After social media analytics I signed up for this Big Data Analytics programme. Also by Queensland University of Technology, it is a series of four courses covering the collecting, storing and managing (week 1); statistical inference and machine learning (week 2); mathematical modelling (week 3) and data visualisation (week 4).
(As an aside for anyone else out there who is juggling parent / caring responsibilities with attempts at professional development, this programme took me considerably longer than four weeks to complete, which was fine, and it is possible to do each course as a stand-alone).
I approached this programme with more trepidation that the previous courses. I was completely unfamiliar with the concepts, language, software, and I have no experience on a team where big data analysis was part of the work. I don’t know how to program and my maths was never that advanced. This was about taking a deep breath and diving in, remembering that all I am trying to do is get a broad overview and basic understanding of what big data analytics is all about – enough to help me identify the path I might want to take in more detail.
The first two-week course in the programme introduced data management and computation – how to collect, share and manage big data.

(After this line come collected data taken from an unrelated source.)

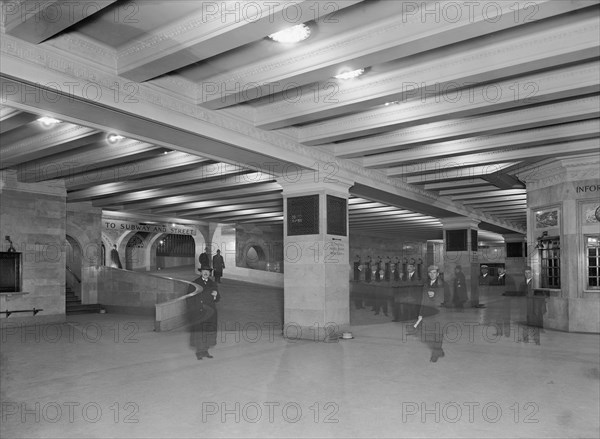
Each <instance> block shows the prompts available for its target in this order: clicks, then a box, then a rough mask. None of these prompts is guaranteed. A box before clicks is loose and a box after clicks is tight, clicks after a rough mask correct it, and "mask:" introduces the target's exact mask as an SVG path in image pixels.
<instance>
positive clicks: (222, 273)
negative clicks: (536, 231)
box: [213, 250, 225, 284]
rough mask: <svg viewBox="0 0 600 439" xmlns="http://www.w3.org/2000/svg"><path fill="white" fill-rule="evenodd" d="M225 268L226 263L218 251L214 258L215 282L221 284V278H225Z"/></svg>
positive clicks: (213, 264) (218, 250)
mask: <svg viewBox="0 0 600 439" xmlns="http://www.w3.org/2000/svg"><path fill="white" fill-rule="evenodd" d="M224 268H225V261H224V260H223V256H221V250H217V254H216V255H214V256H213V270H214V274H215V281H216V282H217V283H218V284H220V283H221V278H222V277H223V269H224Z"/></svg>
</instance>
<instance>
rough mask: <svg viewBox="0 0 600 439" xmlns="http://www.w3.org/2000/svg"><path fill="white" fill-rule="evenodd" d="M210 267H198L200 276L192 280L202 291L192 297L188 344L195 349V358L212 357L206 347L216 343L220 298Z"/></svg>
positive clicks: (218, 292) (216, 338) (208, 266)
mask: <svg viewBox="0 0 600 439" xmlns="http://www.w3.org/2000/svg"><path fill="white" fill-rule="evenodd" d="M211 271H212V268H210V267H209V266H208V265H203V266H201V267H200V274H201V275H200V277H199V278H197V279H196V280H194V283H196V284H198V285H199V286H200V287H201V288H202V291H201V292H200V293H199V294H197V295H196V296H194V297H193V298H192V302H193V309H192V311H191V319H192V321H191V327H190V345H191V347H192V348H194V349H195V350H196V358H197V359H198V360H202V358H205V357H206V358H213V356H212V355H210V354H209V353H208V349H209V348H211V347H213V346H215V345H216V344H217V302H218V301H219V300H220V299H221V296H220V294H219V287H218V286H217V284H216V282H215V281H214V280H212V279H211V278H210V273H211Z"/></svg>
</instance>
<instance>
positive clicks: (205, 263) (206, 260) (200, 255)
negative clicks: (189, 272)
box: [198, 247, 210, 267]
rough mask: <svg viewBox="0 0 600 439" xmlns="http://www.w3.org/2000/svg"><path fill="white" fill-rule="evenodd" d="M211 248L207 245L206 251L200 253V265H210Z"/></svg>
mask: <svg viewBox="0 0 600 439" xmlns="http://www.w3.org/2000/svg"><path fill="white" fill-rule="evenodd" d="M209 254H210V248H208V247H206V248H205V249H204V253H201V254H200V257H199V258H198V260H199V261H200V266H201V267H210V256H209Z"/></svg>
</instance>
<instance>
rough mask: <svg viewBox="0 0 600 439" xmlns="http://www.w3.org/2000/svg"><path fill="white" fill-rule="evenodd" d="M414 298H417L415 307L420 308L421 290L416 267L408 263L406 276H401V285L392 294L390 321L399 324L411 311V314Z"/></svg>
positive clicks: (413, 315)
mask: <svg viewBox="0 0 600 439" xmlns="http://www.w3.org/2000/svg"><path fill="white" fill-rule="evenodd" d="M416 297H418V302H417V305H418V307H420V305H421V303H420V301H421V288H420V283H419V279H418V276H417V272H416V266H415V264H414V263H408V264H407V265H406V274H403V275H402V285H401V287H400V288H396V289H395V292H394V309H393V313H392V315H393V320H392V321H394V322H399V321H401V320H403V319H406V318H407V316H408V315H410V313H411V309H412V312H414V306H415V302H414V298H416ZM413 316H414V315H413Z"/></svg>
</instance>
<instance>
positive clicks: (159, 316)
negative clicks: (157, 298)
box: [154, 279, 202, 332]
mask: <svg viewBox="0 0 600 439" xmlns="http://www.w3.org/2000/svg"><path fill="white" fill-rule="evenodd" d="M176 280H179V279H176ZM179 281H180V282H185V283H187V284H189V285H190V287H193V288H194V291H192V292H191V293H188V294H186V295H185V296H181V297H178V298H176V299H173V300H169V301H167V302H163V303H157V304H156V305H155V309H156V314H155V317H154V330H155V331H157V332H160V331H169V330H171V329H175V328H180V327H182V326H185V325H186V324H187V322H188V321H189V316H190V312H192V310H193V308H194V307H193V303H192V301H193V298H194V296H196V295H197V294H199V293H200V292H201V291H202V287H201V286H200V285H198V284H195V283H193V282H189V281H186V280H179ZM190 289H191V288H190Z"/></svg>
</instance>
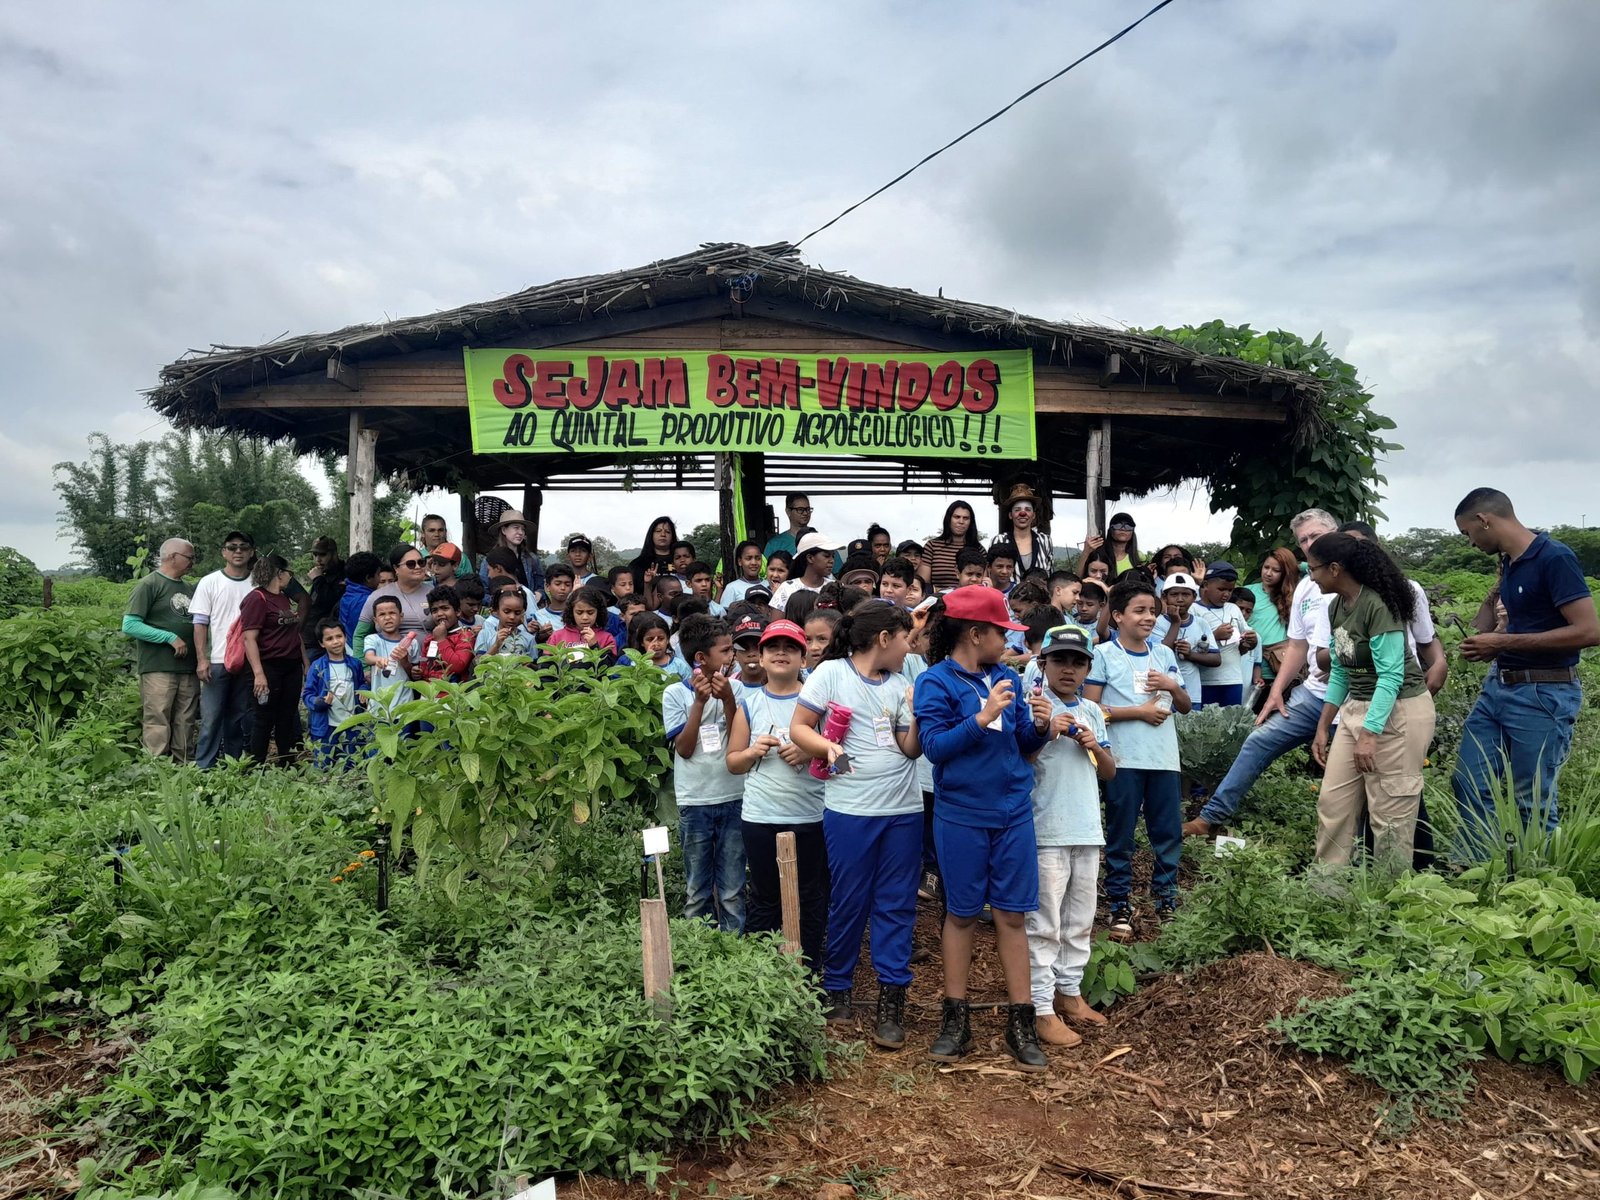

Week 1 takes you through an introduction to big data, with links to a wide range of additional reading, some of which was very technical (I link to some of the most useful and accessible papers in the post ‘What is big data?’. And provides some examples of big data in action, from helping to protect the Great Barrier Reef, to public health issues like cancer, and the more familiar analytics for business examples.
The course leaders also get you thinking about some questions, and these would be useful to share with clients or colleagues interested in working with big(ger) data.
• What does big data mean from your perspective, and why?
• What big data analyses do you currently conduct now?
• What data analysis do you, or your organisation, currently conduct that could become difficult to conduct in the future (for instance, if the data you use was 100 times larger)?
• What big data analysis or questions would your organisation like to explore, but can’t now?
The emphasis on proper strategic planning for big data analysis is very similar to planning an evaluation (you can play ‘snap’ with the questions in this post).
• What is the purpose of the data (do we want to explore the data or are we looking to use it for a specific purpose or decision)?
• What data are available (quality, sources, gaps etc.)?
• How can we best capture the data (to be most time & cost effective, to make sure we get useful data)?
• How will we manage the data?
• How will we analyse the data?
• How will we interpret and visualize the data (important that the final users of the analysis and data scientists work together, for mutual understanding of the wider context and the statistical uncertainty in the analysis)?
When we look at the detail of the ACEMS Big Data Wheel, we start to see the number of steps that each involve specific, technical choices – about software, algorithms, maths and stats for analysis, storage, speed etc.
acems-big-data-wheel
Most of the first week was well pitched as an introduction for a total beginner to big data analytics.The last few tasks of the course get more technical, and I could have done with a glossary or more basic description of the different tasks performed by the software we were introduced to. As a minimum, this description from the start of week 2 would have been useful to see at this, earlier, stage:
“Big data management is a pie with many slices; that is, it’s not just one big step but a combination of many steps. For each of the steps on the pie, there is an explosion of methods, software products and software platforms.”
And this article – 8 page of easy to read examples from each slice of pie– is a good mental warm up before having a go yourself.
We were introduced to Apache Hadoop software, for the distributed processing of massive unstructured data. At this point I understood the Hadoop Distributed File System (HDFS) as the framework for storing big data, without needing a great big computer, and as a way of working with unstructured data, and MapReduce as the tool for moving data around to answer queries. We were also briefly introduced to SQL, (structured query language), the traditional programming language for data that is organised (or structured) in a database.
But none of this made much sense through reading alone, you just have to start doing it. And, without having a real understanding of what I was doing, by end of week one I had loaded all the necessary software onto my laptop (no small task in itself, as I discuss here) and could move and delete files in Hadoop, ready to upload data to HDFS and compile and run MapReduce jobs on the data in week 2.